On May 2, 2002, Metro advised Bloom that she could not to return to work without a fitness-for-duty certificate by a physician and placed her on Family and Medical Leave Act leave. Bloom was unable to secure medical releases, either from her own or Metro’s doctors. When Bloom had still not secured a fitness-for-duty certificate by July 30, 2002, Metro terminated her on the grounds that she was unable to do the job.
Bloom filed suit against Metro, alleging retaliation for filing a workers’ compensation claim and violation of the FMLA. A U.S. district court dismissed her claims.
The U.S. Court of Appeals for the 8th Circuit affirmed.
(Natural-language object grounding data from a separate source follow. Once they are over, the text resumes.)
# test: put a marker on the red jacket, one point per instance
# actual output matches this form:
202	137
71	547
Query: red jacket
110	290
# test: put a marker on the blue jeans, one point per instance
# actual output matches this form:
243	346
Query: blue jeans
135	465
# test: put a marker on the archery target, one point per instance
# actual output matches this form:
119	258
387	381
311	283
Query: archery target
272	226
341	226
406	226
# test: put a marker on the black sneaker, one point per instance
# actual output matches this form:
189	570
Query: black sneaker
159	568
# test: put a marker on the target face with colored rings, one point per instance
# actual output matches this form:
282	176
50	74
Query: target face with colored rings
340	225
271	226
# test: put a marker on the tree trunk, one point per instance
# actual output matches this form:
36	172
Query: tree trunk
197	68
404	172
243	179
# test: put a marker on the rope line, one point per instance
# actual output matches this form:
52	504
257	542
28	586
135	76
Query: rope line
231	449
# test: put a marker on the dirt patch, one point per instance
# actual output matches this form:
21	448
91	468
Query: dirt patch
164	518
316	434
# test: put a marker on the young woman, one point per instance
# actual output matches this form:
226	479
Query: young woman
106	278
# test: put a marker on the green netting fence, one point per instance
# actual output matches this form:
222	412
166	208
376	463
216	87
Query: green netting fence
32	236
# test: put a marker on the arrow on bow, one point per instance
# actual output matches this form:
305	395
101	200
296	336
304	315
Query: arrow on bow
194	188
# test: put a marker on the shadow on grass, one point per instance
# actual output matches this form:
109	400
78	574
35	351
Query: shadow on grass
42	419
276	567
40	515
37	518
It held that the FMLA does not require employers to allow employees to remain in positions that the employee cannot perform. "Bloom need only be treated similarly to other employees on FMLA leave at Metro," the court found in concluding that the employer’s fitness-for-duty requirement complied with the FMLA. Bloom v. Metro Heart Group, 05-2682 (8th Cir., 3/16/06).
Impact: Employer policies should require employees on medical leave to submit a fitness-for-duty certificate from a health care provider as a condition of reinstatement.
The information contained in this article is intended to provide useful information on the topic covered, but should not be construed as legal advice or a legal opinion. Also remember that state laws may differ from the federal law.